Необыкновенно светел и прост этот голос. В гении нет внутренней тьмы, нет черного умысла.
Особого трагического очарования полон момент, когда Моцарт рассказывает о «черном человеке».
Кажется, Сальери вздрогнул: на него, на убийцу, доверчиво смотрят глаза Моцарта.
Моцарт смотрит в лицо Сальери, но говорит это медленно, будто не видит ни Сальери, ни комнаты в трактире, ничего, кроме своей судьбы:
Почти детский страх, в котором «совестно признаться». Но предчувствие настолько сильно, что, может быть, в признании другу — хоть какое-то успокоение, освобождение. Ну конечно же, Сальери скажет: «Полно! что за страх ребячий?» — и станет легче, и можно будет пошутить, вспомнить о Бомарше и спеть мотив Тарара. В том, что можно для Сальери сыграть свой Реквием — тоже освобождение. Надо отделить от себя свое творение, отдать его кому-то — другу, людям.

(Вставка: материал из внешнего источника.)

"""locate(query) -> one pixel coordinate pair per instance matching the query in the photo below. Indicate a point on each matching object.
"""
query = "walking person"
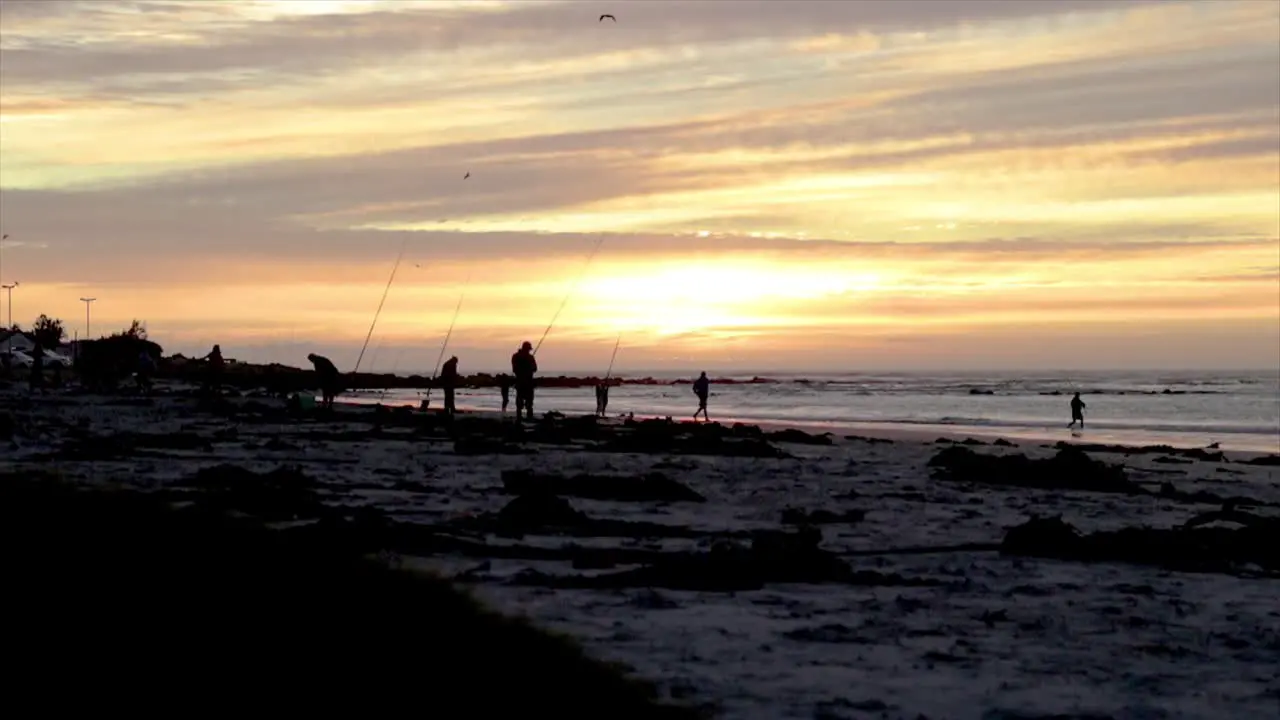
(328, 376)
(214, 374)
(37, 369)
(702, 388)
(146, 368)
(524, 365)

Простой печальный вопрос: «Ты плачешь?» — тоже освобождение. Кто-то разделил твою печаль, значит, взял хоть часть ее.
Ну, вот и все. Ушел страх, осталась только физическая тяжесть, причину и следствие которой Моцарту не дано понять.
Ответив коротко «до свидания», Сальери остается один и вслед ушедшему произносит:
Только в этом бесконечном «надо-о-олго» будет миг удовлетворения.
Если говорить о пушкинских знаках препинания, строго осмысленных и соблюдаемых исполнителем, то в этом месте Яхонтов их явно нарушает. После каждой из финальных фраз Сальери можно поставить и два, и три, пять знаков вопроса и столько же — восклицания: «Но ужель он прав???!!!»
Если вообще знаками можно что-то в данном случае выразить.
То, что он не гений, Сальери понял, великий ум его не подвел. Возможно, понял он и то, что, хотя Моцарт сейчас умрет, его Реквиему, только что прозвучавшему, — жить в веках. А Моцарт, кажется, о собственном бессмертии не заботится. Ему явился черный человек, он смутно почувствовал, что это вестник «оттуда», но именно это пробудило в нем творческую силу и зазвучала мелодия. То, «что гибелью грозит» дало «неизъяснимы наслажденья». О том, что это «бессмертья может быть залог», Моцарт, наверно, не думал.
Пушкин — думал. Он чувствовал, подобно Моцарту, но думал больше и дальше. О своей собственной жизни, как теперь выясняется, он знал не все. Возможно, мы знаем больше. Но он знал что-то вне, за ее человеческими пределами.
За полгода до смерти он написал «Памятник».
Гений наделен большей способностью предчувствия, чем обычные люди. Это не мистика, а сверхобостренная чувствительность ко всему окружающему, неосознанное, но постоянное сопоставление явлений и процессов, незаметных и скрытых от простого зрения. Говорят: дар предвидения, пророческий дар. Предчувствие — предвидение чувством.
Можно улыбнуться над пушкинской верой в приметы и предсказания, но лучше этот смех оставить про себя, для наших собственных причуд на этот счет. Пушкинские предчувствия связаны не с предрассудками, а с тем, что гений многое ощущает иначе, чем простой смертный. В том числе — равновесие между жизнью и смертью, счастьем и бедой, памятью и забвением. У гения свои отношения и с прошлым, ушедшим, и с далеким будущим.